When they reached the lobby, Burris heard the quick sighs of the onlookers. Pleasure? Awe? The frisson of delighted revulsion? He could not read their motives from their hissing uptake of air. Yet they were looking, and responding, to the strange pair who had emerged from the dropshaft.
Burris, Lona on his arm, kept his face taut. Get a good look at us, he thought sharply. The couple of the century, we are. The mutilated starman and the hundred-baby virgin mother. The show of the epoch.
They were looking, all right. Burris felt the eyetracks crossing his earless jaw, passing over his click-click eyelids and his rearranged mouth. He astounded himself by his own lack of response to their vulgar curiosity. They were looking at Lona, too, but she had less to offer them, since her scars were inward ones.
Suddenly there was commotion to Burris’s left.
An instant later Elise Prolisse burst from the crowd and hurtled toward him, crying harshly, “Minner! Minner!”
She looked like a she-berserker. Her face was bizarrely painted in a wild and monstrous parody of adornment: blue cheekstripes, red flanges over her eyes. She had shunned sprayon and wore a gown of some rustling, seductive natural fabric, cut low to reveal the milk-white globes of her breasts. Hands tipped with shining claws were outstretched.
“I’ve tried to get to you,” she panted. “They wouldn’t let me near you. They—”
Aoudad cut toward them. “Elise—”
She slashed his cheek with her nails. Aoudad reeled back, cursing, and Elise turned to Burris. She looked venom at Lona. She tugged at Burris’s arm and said, “Come away with me.
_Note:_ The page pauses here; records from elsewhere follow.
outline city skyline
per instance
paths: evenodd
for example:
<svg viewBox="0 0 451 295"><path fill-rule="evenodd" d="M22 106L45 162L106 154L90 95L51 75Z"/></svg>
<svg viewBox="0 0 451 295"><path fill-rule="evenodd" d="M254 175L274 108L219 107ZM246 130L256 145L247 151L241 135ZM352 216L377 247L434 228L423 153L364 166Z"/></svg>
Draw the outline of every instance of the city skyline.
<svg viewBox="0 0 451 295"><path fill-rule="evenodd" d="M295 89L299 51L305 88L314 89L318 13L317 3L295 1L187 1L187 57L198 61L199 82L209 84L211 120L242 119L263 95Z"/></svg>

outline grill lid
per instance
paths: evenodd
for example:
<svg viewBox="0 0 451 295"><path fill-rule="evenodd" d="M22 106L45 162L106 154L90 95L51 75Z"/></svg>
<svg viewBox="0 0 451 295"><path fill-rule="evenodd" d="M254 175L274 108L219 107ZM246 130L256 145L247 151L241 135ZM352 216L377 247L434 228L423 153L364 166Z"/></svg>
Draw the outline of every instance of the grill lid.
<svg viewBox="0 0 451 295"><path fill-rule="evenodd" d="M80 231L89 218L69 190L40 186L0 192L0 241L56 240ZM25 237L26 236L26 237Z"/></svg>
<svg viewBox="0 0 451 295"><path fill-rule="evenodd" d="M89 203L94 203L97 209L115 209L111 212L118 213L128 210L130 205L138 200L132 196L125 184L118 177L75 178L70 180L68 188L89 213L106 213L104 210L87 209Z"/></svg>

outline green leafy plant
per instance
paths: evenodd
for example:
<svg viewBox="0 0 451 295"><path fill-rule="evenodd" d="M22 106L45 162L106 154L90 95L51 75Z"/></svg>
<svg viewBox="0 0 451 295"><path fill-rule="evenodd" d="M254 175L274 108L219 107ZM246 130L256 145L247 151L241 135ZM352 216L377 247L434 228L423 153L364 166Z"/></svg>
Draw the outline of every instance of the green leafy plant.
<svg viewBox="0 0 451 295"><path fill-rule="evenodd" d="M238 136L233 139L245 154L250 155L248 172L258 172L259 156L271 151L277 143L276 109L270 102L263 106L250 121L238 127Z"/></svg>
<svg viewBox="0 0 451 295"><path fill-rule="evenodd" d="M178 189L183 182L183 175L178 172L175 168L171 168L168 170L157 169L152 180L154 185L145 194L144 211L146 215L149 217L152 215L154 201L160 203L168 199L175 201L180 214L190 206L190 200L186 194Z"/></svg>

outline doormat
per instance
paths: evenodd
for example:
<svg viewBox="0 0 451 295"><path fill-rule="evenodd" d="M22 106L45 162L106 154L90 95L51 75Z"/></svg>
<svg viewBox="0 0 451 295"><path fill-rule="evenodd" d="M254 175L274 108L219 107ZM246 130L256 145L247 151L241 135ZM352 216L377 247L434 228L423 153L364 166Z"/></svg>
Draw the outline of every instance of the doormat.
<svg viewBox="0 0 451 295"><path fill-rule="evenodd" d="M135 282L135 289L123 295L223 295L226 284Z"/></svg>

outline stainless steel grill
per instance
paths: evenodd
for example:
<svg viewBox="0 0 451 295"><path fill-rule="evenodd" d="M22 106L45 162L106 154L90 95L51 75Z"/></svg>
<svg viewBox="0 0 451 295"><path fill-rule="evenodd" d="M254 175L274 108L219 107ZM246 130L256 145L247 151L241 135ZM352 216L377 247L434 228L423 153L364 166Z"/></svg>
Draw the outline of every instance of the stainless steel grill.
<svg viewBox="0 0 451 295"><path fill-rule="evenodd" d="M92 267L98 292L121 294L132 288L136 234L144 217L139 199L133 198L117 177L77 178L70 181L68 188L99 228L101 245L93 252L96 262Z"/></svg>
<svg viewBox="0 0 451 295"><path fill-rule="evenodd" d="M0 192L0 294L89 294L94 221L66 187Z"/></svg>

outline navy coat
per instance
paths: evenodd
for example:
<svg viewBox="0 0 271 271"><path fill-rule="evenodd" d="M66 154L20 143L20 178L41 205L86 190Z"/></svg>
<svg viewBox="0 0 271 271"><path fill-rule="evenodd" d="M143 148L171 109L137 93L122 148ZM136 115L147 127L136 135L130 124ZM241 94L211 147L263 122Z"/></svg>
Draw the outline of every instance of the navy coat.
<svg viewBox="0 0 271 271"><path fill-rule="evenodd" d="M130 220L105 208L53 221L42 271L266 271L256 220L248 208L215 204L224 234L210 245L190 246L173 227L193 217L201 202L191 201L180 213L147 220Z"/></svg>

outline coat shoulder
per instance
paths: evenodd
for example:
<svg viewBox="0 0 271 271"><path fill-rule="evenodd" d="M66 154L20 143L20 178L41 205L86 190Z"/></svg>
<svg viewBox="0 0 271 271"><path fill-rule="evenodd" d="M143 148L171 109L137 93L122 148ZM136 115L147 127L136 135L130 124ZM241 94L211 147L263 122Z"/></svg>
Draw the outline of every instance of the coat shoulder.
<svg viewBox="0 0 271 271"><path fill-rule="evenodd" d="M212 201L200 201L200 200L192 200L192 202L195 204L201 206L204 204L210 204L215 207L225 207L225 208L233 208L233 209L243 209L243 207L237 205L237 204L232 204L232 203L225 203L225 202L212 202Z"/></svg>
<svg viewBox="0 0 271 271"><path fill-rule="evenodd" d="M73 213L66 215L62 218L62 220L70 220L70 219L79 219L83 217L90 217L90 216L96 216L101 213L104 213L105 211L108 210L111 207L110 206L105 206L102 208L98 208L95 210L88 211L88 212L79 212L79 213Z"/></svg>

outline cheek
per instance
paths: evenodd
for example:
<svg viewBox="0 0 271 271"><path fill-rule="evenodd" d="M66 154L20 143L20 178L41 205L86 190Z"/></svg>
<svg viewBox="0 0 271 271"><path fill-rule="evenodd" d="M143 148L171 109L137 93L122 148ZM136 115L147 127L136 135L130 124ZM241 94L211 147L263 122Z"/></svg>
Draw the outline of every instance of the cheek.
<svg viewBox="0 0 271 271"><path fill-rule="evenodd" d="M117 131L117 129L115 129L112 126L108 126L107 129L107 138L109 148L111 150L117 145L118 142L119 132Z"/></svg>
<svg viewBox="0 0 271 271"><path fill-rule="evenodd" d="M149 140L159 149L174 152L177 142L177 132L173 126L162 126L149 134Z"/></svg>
Now that I’ve found you again I won’t let go.”
“Get your hand off him!” From Lona. The syllables tipped with whirling blades.
The older woman glared at the girl. Burris, baffled, thought they would fight. Elise weighed at least forty pounds more than
Lona, and, as Burris had good reason to know, she was fiercely strong. But Lona had unsuspected strengths, too.
A scene in the lobby, he thought with curious clarity. Nothing will be spared us.
“I love him, you little bitch!” Elise cried hoarsely.
Lona did not answer. But her hand moved out in a quick chopping gesture toward Elise’s outstretched arm. Edge of hand collided with fleshy forearm in a quick crack. Elise hissed. She pulled back her arm. The hands formed claws again. Lona, squaring away, flexed her knees and was ready to leap.
All this had taken only seconds. Now the startled bystanders moved. Burris himself, after early paralysis, Stepped in the way and shielded Lona from Elise’s fury. Aoudad seized one of Elise’s arms. She tried to pull it free, and her bare breasts quivered in the effort. Nikolaides moved in on the other side. Elise screamed, kicked, pulled. A circle of robot bellhops had formed. Burris watched as they dragged Elise away.
Lona leaned against an onyx pillar. Her face was deeply flushed, but otherwise not even her makeup was disarranged. She looked more startled than frightened.
“Who was that?” she asked.
“Elise Prolisse. The widow of one of my shipmates.”
“What did she want?”
“Who knows?” Burris lied.
Lona was not fooled. “She said she loved you.”
“It’s her privilege. I guess she’s been under great stress.”
“I saw her in the hospital. She visited you.” Green flames of jealousy flickered across Lona’s face. “What does she want from you? Why did she make that scene?”
Aoudad came to his rescue. Holding a cloth to his bloodied cheek, he said, “We’ve given her a sedative. She won’t bother you again. I’m terribly sorry about this. A silly, hysterical fool of a woman—”
“Let’s go back upstairs,” said Lona. “I don’t feel like eating in the Galactic Room now.”
“Oh, no,” Aoudad said. “Don’t cancel out. I’ll give you a relaxer and you’ll feel better in no time. You mustn’t let a stupid episode like that spoil a wonderful evening.”
“At least let’s get out of the lobby,” Burris said shortly.